ELKGROCE AVENUE 15
Jacques Penna
Parmi les habitués du bistro « North Beach Cafe », se trouvait également une jeune femme aux allures de S.D.F., mais que l'on ne s'y trompa point à son sujet, celle-ci était loin d'être dans le dénuement le plus total. Elle portait le nom de « SEDGWICK » ; quant à son prénom, je ne m'en souviens plus.
C'était la petite sœur de Edie Sedgwick, ce mannequin devenue actrice, égérie d'Andy Warhol et membre actif de sa « Factory ».

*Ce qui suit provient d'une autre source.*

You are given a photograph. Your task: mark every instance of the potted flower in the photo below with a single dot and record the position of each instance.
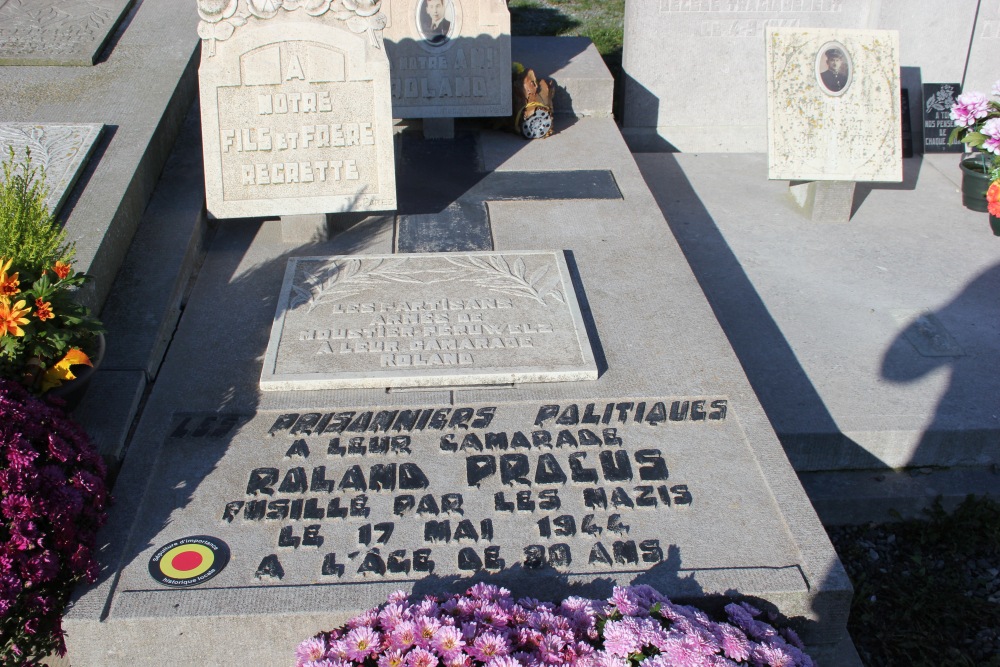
(44, 332)
(52, 502)
(977, 124)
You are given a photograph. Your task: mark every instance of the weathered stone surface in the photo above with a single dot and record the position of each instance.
(426, 320)
(833, 125)
(61, 150)
(459, 68)
(57, 32)
(296, 116)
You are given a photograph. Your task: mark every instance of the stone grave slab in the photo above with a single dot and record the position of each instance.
(938, 99)
(833, 123)
(449, 58)
(427, 319)
(57, 32)
(61, 150)
(296, 115)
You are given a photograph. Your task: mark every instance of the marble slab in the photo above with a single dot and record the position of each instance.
(61, 150)
(456, 66)
(57, 32)
(836, 128)
(427, 319)
(296, 116)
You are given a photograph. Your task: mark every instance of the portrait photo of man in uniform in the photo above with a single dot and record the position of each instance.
(434, 25)
(837, 72)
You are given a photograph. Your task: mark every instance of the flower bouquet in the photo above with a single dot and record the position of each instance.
(43, 330)
(485, 627)
(52, 485)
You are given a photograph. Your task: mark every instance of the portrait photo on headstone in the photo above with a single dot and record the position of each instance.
(834, 70)
(436, 19)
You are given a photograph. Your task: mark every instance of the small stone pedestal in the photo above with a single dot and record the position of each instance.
(439, 128)
(824, 201)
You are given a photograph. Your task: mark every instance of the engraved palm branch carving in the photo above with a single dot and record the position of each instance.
(335, 280)
(496, 273)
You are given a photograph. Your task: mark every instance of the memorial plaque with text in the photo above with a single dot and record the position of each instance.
(433, 319)
(57, 32)
(938, 124)
(833, 105)
(296, 116)
(329, 510)
(449, 58)
(61, 150)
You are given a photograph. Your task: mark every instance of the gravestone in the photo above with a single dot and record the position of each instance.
(60, 150)
(430, 319)
(449, 58)
(57, 32)
(666, 91)
(296, 116)
(833, 115)
(938, 99)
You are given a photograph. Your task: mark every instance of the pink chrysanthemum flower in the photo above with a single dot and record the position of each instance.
(969, 108)
(310, 650)
(361, 642)
(418, 657)
(447, 641)
(393, 658)
(404, 635)
(489, 645)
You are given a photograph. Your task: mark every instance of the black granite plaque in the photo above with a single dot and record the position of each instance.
(938, 100)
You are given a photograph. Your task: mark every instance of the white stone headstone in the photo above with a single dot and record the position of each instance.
(833, 105)
(62, 151)
(688, 62)
(427, 319)
(449, 58)
(296, 115)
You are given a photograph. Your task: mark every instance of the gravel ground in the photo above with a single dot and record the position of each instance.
(926, 592)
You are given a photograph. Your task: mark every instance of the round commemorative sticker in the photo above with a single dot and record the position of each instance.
(189, 561)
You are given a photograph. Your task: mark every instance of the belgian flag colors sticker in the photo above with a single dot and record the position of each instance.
(189, 561)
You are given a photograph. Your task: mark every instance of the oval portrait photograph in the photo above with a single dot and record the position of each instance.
(436, 20)
(834, 69)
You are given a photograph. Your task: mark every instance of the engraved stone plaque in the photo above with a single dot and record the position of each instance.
(329, 510)
(427, 319)
(296, 114)
(449, 58)
(57, 32)
(833, 105)
(61, 150)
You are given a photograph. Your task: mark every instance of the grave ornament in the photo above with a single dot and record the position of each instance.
(296, 113)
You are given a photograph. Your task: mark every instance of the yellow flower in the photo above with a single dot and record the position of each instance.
(9, 284)
(11, 317)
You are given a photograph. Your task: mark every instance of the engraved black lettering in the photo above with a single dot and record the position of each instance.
(549, 471)
(479, 467)
(353, 479)
(262, 480)
(382, 477)
(270, 566)
(514, 468)
(615, 465)
(437, 531)
(652, 467)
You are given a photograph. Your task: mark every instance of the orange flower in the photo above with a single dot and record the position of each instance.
(11, 317)
(43, 310)
(62, 270)
(9, 284)
(993, 198)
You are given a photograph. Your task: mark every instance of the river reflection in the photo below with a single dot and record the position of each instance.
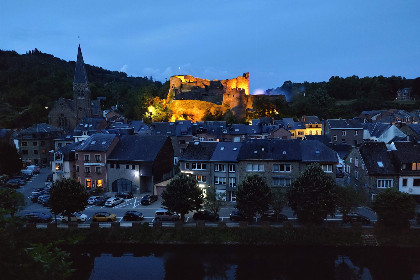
(218, 262)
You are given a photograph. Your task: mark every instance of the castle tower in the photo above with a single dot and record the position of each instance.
(81, 91)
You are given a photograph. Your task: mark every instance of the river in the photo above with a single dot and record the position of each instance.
(244, 262)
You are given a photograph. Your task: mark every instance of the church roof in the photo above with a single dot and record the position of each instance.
(80, 76)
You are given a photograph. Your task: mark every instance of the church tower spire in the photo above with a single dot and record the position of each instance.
(81, 91)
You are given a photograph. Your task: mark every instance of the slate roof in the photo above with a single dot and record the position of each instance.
(80, 76)
(407, 152)
(143, 148)
(315, 151)
(97, 142)
(344, 124)
(226, 152)
(199, 151)
(376, 158)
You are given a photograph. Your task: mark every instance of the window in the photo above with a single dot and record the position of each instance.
(220, 180)
(220, 167)
(232, 182)
(327, 167)
(282, 167)
(384, 183)
(232, 168)
(199, 166)
(255, 167)
(282, 182)
(201, 178)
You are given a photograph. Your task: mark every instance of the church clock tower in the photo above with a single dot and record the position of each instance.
(81, 91)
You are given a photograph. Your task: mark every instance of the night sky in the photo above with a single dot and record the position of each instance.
(273, 40)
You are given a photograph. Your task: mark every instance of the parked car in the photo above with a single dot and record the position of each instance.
(38, 217)
(133, 216)
(355, 218)
(101, 200)
(206, 215)
(165, 215)
(93, 199)
(237, 215)
(148, 199)
(113, 201)
(273, 216)
(125, 195)
(74, 217)
(104, 217)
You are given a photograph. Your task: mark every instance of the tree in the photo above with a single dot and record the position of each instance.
(213, 200)
(394, 208)
(253, 196)
(11, 201)
(10, 162)
(278, 199)
(312, 195)
(347, 199)
(68, 196)
(182, 195)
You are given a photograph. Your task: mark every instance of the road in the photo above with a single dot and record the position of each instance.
(148, 211)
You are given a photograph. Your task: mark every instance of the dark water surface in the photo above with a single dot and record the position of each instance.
(244, 262)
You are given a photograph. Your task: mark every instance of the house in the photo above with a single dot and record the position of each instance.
(195, 162)
(343, 131)
(139, 162)
(91, 157)
(406, 157)
(35, 143)
(382, 132)
(370, 167)
(64, 162)
(224, 169)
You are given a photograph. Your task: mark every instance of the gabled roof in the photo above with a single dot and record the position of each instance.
(80, 76)
(407, 152)
(263, 149)
(226, 152)
(97, 142)
(376, 158)
(315, 151)
(199, 151)
(344, 124)
(138, 148)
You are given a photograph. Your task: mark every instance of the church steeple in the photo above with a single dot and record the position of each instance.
(80, 76)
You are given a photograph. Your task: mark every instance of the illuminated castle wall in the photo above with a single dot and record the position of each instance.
(232, 94)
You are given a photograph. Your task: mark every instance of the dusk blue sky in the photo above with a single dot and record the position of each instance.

Son père et ses deux frères avaient tous souffert de troubles psychiatriques. Minty, le plus vieux des frangins, devenu alcoolique, s'était pendu la veille de ses 26 ans.
Difficile avec une famille comme la sienne d'être tout à fait équilibrée. Elle-même était portée sur l'alcool et ne dessaoulait jamais du soir au matin.
Extrêmement riche, elle avait hérité entre autre de l'immense ranch familial qui se trouvait à Santa Barbara mais n'y était que très rarement présente. Elle lui préférait son spacieux appartement de North Beach.
Roudergues s'était lié d'une solide amitié avec la donzelle. Et comme les amis de mes amis sont mes amis, je devenais aussi le sien d'ami ; c'était mathématique.
La sœur Sedgwick était d'une gentillesse désarmante ; du moins lorsqu'elle n'était pas avachie sur sa table, ivre morte. Son seul défaut, son seul inconvénient, c'était son « boyfriend » (son mec), une grosse ventouse toujours imbibée d'alcool qui lui collait aux basques comme un chewing-gum sous la semelle. Mille fois elle avait tenté de l'éloigner d'elle, mille fois, tel un boomerang humain, il était revenu s'immiscer dans nos conversations. Un jour, en rétorsion, il lui avait même jeté le contenu de son café au lait au visage. Le problème, c'est que Roudergues et moi en avions reçu des retombées sur nos chemises. Et mon ami avait dû me retenir avec vigueur pour m'empêcher de sortir le goujat par la fenêtre.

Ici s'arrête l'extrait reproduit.